今さらながら、チームと点数差などの説明をしよう。
チームは四つ、赤・白・青・紫。
これは学部ごとに分かれており、三年生の代表、つまり団長に当たる人物たちによる、くじ引きで色が決定する。
ちなみに点数は、赤・スポーツ学部 537点 白・総合学部 512点 青・商業学部 481点 紫・芸能学部 529点
さて、借り物競争に出場しているのは、各チーム三人。各学年から一人が参加していると言う事だ。

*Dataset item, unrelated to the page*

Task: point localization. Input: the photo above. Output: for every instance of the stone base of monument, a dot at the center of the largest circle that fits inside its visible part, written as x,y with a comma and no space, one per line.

この競技の点数内訳は、一着 100 二着 50 三着 25 四着 12 五・六着 0
四チームしか存在しないのに、六着まである事に気付いただろうか?
その理由は簡単だ。
この競技には、教員チームと生徒会チームが参加しているのだ。
さて、わたくしの補足説明はこのくらいにして、後は天音の実況に任せましょう。
「ついに始まった、最後の種目『借り物競争』!
今さらだけど説明するね!
この種目は一チーム三人のリレー方式だよ♪
まずは第一走、トップは赤組!元気に跳ねるポニーテールがチャームポイントな女の子、柴仙巡ちゃん!さすがスポーツ学部だね!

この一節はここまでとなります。